Police Chief Jon Bergen said a healthy police force means a healthy community.

“As a police service investing in all of our staff, not just our sworn police officers, and making sure we are keeping them healthy with preventative programming,” he said. “Managing and coping techniques are an investment in the police service. This is led by our priorities which includes a healthy community and a healthy community for us starts in the police service.”

Bergen added Prince Albert is a busy detachment with its fair share of mentally stressful calls.

“The calls for service that we’ve responded to in the last year, measured at over 40,000 calls, some of these calls for service included scenes of violence that would weigh in on everybody. And a police officer is a part of our community as well.”
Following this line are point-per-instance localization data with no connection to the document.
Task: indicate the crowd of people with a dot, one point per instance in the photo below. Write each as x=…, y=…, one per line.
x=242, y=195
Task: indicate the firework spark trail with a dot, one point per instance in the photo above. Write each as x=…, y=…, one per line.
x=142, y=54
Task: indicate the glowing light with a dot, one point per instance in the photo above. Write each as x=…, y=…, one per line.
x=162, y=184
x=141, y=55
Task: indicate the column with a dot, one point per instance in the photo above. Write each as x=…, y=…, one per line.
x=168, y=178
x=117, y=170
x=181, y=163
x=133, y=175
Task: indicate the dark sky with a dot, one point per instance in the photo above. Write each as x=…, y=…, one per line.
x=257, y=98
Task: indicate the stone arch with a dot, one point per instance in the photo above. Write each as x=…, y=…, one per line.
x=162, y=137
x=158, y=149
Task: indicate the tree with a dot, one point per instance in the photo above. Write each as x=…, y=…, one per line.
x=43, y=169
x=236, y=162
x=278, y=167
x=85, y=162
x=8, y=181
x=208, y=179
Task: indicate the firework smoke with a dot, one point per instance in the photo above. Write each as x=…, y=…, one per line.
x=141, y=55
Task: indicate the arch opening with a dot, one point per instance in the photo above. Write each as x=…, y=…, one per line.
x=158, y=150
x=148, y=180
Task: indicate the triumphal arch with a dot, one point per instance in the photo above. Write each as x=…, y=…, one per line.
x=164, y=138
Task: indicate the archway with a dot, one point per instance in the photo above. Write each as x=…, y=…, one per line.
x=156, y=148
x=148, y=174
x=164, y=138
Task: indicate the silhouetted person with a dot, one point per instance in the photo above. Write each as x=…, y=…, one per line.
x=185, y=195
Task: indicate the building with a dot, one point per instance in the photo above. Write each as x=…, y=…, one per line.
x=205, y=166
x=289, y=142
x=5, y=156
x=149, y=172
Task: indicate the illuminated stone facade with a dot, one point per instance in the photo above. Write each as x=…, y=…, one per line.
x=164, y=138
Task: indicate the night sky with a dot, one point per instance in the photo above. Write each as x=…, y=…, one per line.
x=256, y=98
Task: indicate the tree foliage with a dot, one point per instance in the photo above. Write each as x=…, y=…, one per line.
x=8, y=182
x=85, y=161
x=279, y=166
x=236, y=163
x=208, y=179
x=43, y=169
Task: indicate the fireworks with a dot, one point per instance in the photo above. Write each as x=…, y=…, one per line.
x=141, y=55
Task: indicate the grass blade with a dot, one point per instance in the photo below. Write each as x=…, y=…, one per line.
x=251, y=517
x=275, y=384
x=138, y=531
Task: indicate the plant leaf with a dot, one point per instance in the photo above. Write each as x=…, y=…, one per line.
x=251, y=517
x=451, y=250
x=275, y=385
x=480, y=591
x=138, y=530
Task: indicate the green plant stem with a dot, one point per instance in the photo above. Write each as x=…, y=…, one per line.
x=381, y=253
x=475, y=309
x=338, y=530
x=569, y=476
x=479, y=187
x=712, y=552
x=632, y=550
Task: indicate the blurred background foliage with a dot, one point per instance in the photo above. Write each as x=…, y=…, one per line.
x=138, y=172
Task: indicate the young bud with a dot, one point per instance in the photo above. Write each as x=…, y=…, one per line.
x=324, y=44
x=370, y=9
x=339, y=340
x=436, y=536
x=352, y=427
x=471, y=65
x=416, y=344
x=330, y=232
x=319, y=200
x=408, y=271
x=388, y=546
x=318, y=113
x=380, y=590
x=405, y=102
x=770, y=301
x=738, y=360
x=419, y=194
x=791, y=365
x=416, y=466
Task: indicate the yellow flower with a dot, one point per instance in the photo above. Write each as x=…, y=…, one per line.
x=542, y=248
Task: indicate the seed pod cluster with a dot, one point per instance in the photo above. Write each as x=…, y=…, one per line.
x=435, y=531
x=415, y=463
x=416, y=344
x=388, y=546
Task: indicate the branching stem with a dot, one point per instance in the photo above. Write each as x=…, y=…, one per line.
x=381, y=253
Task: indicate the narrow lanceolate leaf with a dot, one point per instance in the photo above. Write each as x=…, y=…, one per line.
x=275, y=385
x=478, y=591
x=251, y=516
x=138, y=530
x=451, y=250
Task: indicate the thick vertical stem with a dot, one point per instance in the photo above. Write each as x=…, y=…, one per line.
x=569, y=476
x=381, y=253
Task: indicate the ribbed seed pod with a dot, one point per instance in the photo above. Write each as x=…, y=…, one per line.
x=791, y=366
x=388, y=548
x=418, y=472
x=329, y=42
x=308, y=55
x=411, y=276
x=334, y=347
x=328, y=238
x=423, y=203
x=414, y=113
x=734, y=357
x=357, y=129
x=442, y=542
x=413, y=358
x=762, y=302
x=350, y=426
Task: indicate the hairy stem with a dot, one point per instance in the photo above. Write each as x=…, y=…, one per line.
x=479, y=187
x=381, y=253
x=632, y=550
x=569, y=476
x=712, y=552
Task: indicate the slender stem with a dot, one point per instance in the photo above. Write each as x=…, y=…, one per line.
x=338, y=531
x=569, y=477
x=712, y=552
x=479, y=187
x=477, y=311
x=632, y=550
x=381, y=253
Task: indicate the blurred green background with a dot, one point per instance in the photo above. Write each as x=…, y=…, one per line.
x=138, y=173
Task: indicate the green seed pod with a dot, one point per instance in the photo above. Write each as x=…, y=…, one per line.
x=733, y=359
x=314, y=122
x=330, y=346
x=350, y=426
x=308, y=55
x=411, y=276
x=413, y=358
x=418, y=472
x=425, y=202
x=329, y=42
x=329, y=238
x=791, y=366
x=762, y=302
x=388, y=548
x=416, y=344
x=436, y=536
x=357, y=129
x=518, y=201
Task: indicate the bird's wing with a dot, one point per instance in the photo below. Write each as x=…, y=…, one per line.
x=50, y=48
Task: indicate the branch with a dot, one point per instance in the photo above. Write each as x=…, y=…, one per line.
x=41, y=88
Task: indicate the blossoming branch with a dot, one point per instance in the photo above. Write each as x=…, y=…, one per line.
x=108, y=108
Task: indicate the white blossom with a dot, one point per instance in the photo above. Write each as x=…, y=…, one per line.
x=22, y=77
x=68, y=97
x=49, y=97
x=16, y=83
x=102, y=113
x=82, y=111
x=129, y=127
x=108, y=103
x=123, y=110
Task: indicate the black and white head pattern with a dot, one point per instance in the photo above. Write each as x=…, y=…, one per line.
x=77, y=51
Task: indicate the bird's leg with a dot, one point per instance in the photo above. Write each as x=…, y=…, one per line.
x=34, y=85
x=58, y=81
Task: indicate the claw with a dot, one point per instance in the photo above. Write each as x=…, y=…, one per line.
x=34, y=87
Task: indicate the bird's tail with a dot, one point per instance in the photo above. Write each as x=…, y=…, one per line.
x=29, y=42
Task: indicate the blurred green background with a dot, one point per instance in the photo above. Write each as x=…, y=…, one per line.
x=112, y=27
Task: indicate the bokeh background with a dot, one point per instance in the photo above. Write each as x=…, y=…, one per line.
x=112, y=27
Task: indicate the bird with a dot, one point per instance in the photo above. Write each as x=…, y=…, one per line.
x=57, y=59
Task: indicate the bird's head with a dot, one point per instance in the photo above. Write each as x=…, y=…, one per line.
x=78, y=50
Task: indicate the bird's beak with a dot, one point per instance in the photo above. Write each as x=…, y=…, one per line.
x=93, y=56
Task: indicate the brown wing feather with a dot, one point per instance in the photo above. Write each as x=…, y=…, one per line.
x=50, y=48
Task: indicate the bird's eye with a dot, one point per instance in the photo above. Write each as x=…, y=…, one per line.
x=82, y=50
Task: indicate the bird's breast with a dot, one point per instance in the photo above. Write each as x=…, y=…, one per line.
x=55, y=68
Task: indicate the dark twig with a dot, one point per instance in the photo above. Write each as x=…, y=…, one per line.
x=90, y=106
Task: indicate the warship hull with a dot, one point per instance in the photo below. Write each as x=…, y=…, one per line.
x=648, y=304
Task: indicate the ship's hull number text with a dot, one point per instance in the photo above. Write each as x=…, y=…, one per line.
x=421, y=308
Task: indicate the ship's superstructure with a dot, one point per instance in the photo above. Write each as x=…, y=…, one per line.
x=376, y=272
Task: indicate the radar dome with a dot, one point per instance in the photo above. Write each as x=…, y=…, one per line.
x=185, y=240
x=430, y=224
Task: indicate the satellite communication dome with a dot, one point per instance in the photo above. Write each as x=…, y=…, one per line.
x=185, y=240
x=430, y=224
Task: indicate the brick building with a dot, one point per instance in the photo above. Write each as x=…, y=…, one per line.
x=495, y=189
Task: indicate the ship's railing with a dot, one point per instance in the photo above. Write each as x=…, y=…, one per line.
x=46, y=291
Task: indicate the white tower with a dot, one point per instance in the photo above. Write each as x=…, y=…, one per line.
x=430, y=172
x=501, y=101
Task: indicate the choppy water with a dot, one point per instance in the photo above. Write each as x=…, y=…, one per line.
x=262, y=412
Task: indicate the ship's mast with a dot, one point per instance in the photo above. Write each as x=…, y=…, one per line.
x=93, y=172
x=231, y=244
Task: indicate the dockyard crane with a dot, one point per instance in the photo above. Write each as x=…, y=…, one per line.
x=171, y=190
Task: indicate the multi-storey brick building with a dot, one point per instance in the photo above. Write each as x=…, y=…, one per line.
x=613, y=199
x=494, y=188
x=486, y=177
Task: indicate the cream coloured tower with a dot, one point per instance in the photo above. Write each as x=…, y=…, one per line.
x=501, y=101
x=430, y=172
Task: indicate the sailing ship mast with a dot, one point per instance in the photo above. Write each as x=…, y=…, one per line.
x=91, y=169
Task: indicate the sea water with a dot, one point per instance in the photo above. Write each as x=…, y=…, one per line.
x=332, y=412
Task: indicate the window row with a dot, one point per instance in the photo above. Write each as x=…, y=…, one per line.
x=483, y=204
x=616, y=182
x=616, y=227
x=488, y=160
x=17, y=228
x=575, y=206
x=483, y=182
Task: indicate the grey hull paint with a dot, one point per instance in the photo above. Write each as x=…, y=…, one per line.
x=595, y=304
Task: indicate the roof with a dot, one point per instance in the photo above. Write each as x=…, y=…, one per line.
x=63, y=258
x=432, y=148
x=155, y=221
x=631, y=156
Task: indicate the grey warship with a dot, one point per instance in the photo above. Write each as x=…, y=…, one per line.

The wellness strategy was rolled out earlier this summer by Nicola Sherwin-Roller, a psychotherapist and certified Canadian counsellor with extensive training in trauma and holistic health.

She is joined by social worker Sherry LaFaver who has more than two decades of experience working with RCMP members and other agencies.

Lafaver is the only facilitator working in Saskatchewan and Manitoba with specialty training in trauma-informed movement which she received from the Boston Trauma Centre.

Mr. Blue, a four-year-old Labradoodle, rounds out the team to help officers and staff deal with traumatic incidents and prevent occupational stress injuries.

The strategy also includes an online speaker series featuring mental health advocates in the policing field and programming on the importance of nutrition and fitness as it relates to mental health.

Bergen said the wellness strategy will be reassessed at the end of the year.